Its convenient to use the notebook for installation of packages and other back-end staff. Just use ! at the beginning of command line, and run each command line in a separate cell. For example:
! pip install keras
To save your installations in the docker image, you need to commit the docker.
Commit a docker
Commit a docker, will create a new docker with all your installations.

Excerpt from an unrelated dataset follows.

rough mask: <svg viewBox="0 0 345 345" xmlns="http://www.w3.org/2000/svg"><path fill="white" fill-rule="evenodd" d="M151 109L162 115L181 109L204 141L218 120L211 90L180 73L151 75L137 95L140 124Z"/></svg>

docker commit <docker container id> <new docker name>:<docker tag>
For example, committing a docker with the following command:
docker commit 9571cb71d812 naomi/brats:version2
Will create a docker image that will look like this, when running `docker images`:
Reconnect to a running Jupyter notebook
Deep learning training, usually take long time. So in most cases, when working on remote server, the connection is closed, and the token to the notebook is lost. To find the token of a running notebook, do:
# use -mtime -30 to list only notebooks that started in the last 30 days.find `jupyter --runtime-dir` -mtime -30 | grep nbserver | xargs cat
You will see something like:
This page should redirect you to Jupyter Notebook. If it doesn't,
<a href="http://0.0.0.0:8888/tree?token=7caaccce4fb4e670d9053b67c773e93c4a6ceb128fde2f56">click here to go to Jupyter</a>.
Just copy the address (changing 0.0.0.0 to your servers IP, or localhost) to your browser, to reopen the running notebook.
In the docker container, you are the king of your kingdom, you are root user, which I guess is needed for installations. The files you write, get root ownership on the disk, even if you don’t have root password. Delete a file you created in a container, can be done only with root password, or from a docker. I haven’t figured it out yet. Any insights will be appreciated.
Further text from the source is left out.